En revanche, la presse dite de qualité (Financial Times, The Guardian, The Times et The Independent) n’avait eu de cesse de mettre en garde contre les risques d’apocalypse économique liés au Brexit. Mais ses éditorialistes n’avaient pas jugé bon de réfuter les énormes mensonges du camp adverse, à commencer par les économies réalisées en cas de départ. Lus dans les milieux intellectuels et d’affaires, le Guardian (180 000 exemplaires) ou le Financial Times (210 000 exemplaires au Royaume-Uni) ne faisaient visiblement pas le poids par rapport au rouleau compresseur du Daily Mail, le plus influent et le plus lu des tabloïds, et surtout de son site Internet, Mail Online, le plus visité au monde.

Après le scrutin, les journaux anti-européens ont milité avec succès en faveur du hard Brexit annoncé par la Première ministre, Theresa May, dans son discours de Lancaster House, le 17 janvier 2017. Cette rupture totale avec l’UE prévoit la sortie du marché unique et de l’union douanière, la signature d’accords commerciaux de libre-échange et le contrôle de l’immigration européenne au Royaume-Uni. 

Rien n’illustre mieux ce lien solide entre l’hôtesse du 10 Downing Street et la presse de droite que le choix de James Slack comme porte-parole. Il s’agit de l’ancien chef du service politique du Daily Mail. Le directeur de la communication du ministère du Brexit, James Chapman, a également été débauché au Mail. Par ailleurs, le seul tabloïd de gauche, le Daily Mirror, a été contraint de mettre en sourdine ses convictions pro-européennes par peur de se couper de son lectorat populaire qui a massivement voté en faveur du Brexit. 

Comme le constate Roy Greenslade, expert des médias de la City University de Londres, « sur la question européenne, la ligne éditoriale des titres britanniques est fortement influencée par les convictions du propriétaire ». Ainsi, le Daily Telegraph appartient aux frères Barclay, deux expatriés fiscaux férocement anti-Bruxelles qui vivent entre Monaco et la petite île anglo-normande de Brecqhou. Violemment antiallemand, Richard Desmond possède le Daily Express et le Daily Star. Le Mail est contrôlé par la famille Rothermere qui avait flirté avec le nazisme avant la Seconde Guerre mondiale et n’a jamais renié cet épisode. 

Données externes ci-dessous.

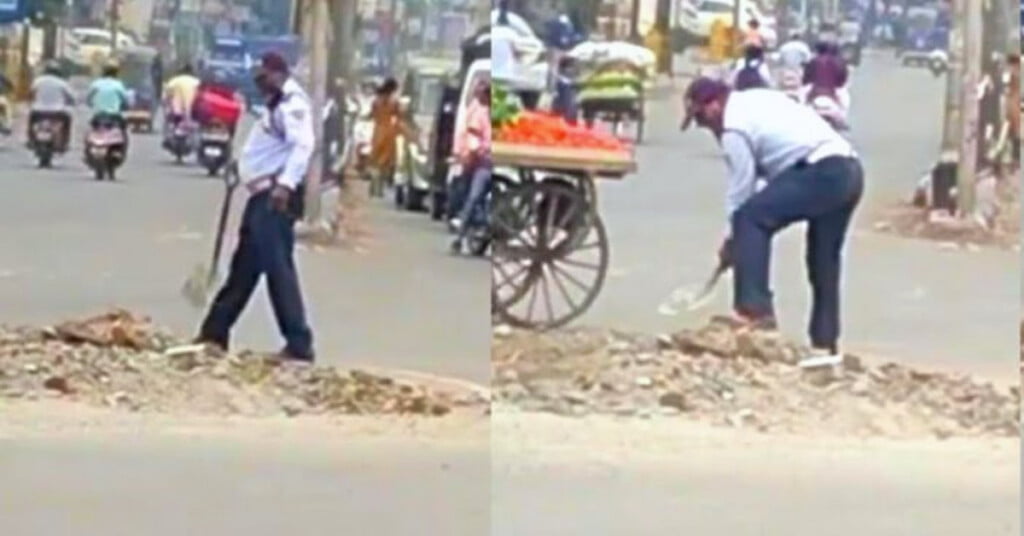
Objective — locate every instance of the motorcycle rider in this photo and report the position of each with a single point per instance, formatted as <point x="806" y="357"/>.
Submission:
<point x="51" y="96"/>
<point x="753" y="70"/>
<point x="825" y="78"/>
<point x="794" y="56"/>
<point x="179" y="94"/>
<point x="214" y="82"/>
<point x="108" y="98"/>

La seule exception est paradoxalement le magnat américain Rupert Murdoch dont l’europhobie est pourtant légendaire. Pour des raisons commerciales, il a décidé de jouer sur les deux tableaux. Alors que le Sun, pro-départ, soutient la feuille de route de Theresa May, le Times, qui s’était rangé dans le camp du maintien, s’est prononcé pour un Brexit « léger ». 

Cet engagement en faveur du Brexit a été d’autant plus important que, malgré ses difficultés, la presse écrite londonienne, en particulier conservatrice, continue d’exercer une influence totalement disproportionnée par rapport à son poids économique. Roy Greenslade, expert des médias de la City University, explique ainsi que ce sont les journaux qui déterminent l’ordre du jour des stations de radio comme des chaînes de télévision tenues à une certaine neutralité.